O an anlamıştım aslında vazgeçmeyeceğini. Kabullenmişlikle yıkıldı omuzlarım. Elimin tersiyle göz yaşlarımı sildim. İçimde bulduğum son umut kırıntısıyla sordum anneme. "Gelecek misin beni görmeye?"

Kolumdaki eli gevşedi. Gözle görülür bir sarsılma yaşadı. Ellerinden tuttum. Gözlerime baktı. Benim annem gibi baktı. Beni dünyadaki her şeyden çok seven annem gibi...

"Yol uzak Dalya," dedi fısıltıya benzer bir sesle. "Bir daha ya gelirim ya gelmem! Sen beni bekleme." Bu sözler benim anneme ait olmazdı. Benim bildiğim, tanıdığım annem bir gece bile benden ayrı kalmazdı. Dilay'ı doğurduğunda bile yanında kalmam için hastaneyi ayağa kaldırmıştı. Benim annem beni bırakmazdı.

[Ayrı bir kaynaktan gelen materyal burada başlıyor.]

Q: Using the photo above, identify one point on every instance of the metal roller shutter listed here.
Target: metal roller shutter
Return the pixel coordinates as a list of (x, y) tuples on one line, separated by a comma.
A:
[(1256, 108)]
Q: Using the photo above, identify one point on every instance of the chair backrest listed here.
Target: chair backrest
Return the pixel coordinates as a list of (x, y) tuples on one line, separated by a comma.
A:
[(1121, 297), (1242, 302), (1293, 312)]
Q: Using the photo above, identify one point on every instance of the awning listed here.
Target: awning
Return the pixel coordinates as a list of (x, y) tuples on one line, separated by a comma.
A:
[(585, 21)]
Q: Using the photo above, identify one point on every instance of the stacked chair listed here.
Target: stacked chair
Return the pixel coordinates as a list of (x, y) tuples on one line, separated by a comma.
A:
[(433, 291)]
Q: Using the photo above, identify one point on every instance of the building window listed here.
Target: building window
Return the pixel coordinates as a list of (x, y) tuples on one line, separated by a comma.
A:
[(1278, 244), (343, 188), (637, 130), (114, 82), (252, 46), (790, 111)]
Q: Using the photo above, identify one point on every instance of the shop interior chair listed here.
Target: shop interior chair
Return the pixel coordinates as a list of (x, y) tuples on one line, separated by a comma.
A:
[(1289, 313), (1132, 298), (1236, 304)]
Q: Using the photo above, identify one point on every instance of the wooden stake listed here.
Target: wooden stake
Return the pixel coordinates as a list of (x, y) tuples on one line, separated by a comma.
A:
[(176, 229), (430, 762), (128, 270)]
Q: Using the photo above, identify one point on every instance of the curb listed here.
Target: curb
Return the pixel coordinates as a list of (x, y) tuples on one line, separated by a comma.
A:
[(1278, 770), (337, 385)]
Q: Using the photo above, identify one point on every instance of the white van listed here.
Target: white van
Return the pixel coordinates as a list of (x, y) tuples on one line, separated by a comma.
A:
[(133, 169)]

Anneler evlatlarını bırakmazdı. Bırakmamalıydı. Ama o kadın beni o gün kolumdan sürükleyerek yetiştirme yurduna bıraktığında anlamıştım ki doğurmakla anne olunmuyormuş. Her doğurana anne denilmiyormuş. Bir insan nasıl olurdu da evladı hasta mı, uyuyor mu, yemek yiyebiliyor mu diye düşünmezdi. Ben anne değildim. Anneliğin ne olduğunu bilmiyordum. Ama doğurmağım bebeğin ne halde olduğunu düşünmekten bir saniye bile vazgeçmiyordum. Ağlaması dinmiş miydi? Mamasını yemiş miydi? Yanında olmadığımı anlamış mıydı? Bunları düşünmekten kafayı yemek üzereydim. O kadın yıllarca nasıl vicdanı rahat nefes alabilmişti.

"Dalya!"

Omzumdan sarsıldığımda daldığım anılardan sıyrıldım. Dafne boncuk mavi gözlerini bana dikmiş merakla yüzümü inceliyordu. Kuruduğunu hissettiğim dudaklarımı dilimi gezdirerek ıslattım.

"Efendim?"

"Sen iyi misin?" diye sordu çekingen bir tavırla. Aksansız lisanı vardı. Türkçeyi çok düzgün konuşuyordu. Başımı aşağı yukarı salladım. "Emin misin? Çok dalgın görünüyorsun." Ona elimden geldiğince gülümsemeye çalıştım. Dudaklarımda milimetrelik bir hareketlilik oldu. Sıkıntılı bir nefes verdi. Başını aşağı yukarı sallayıp elini omzumdan çekti.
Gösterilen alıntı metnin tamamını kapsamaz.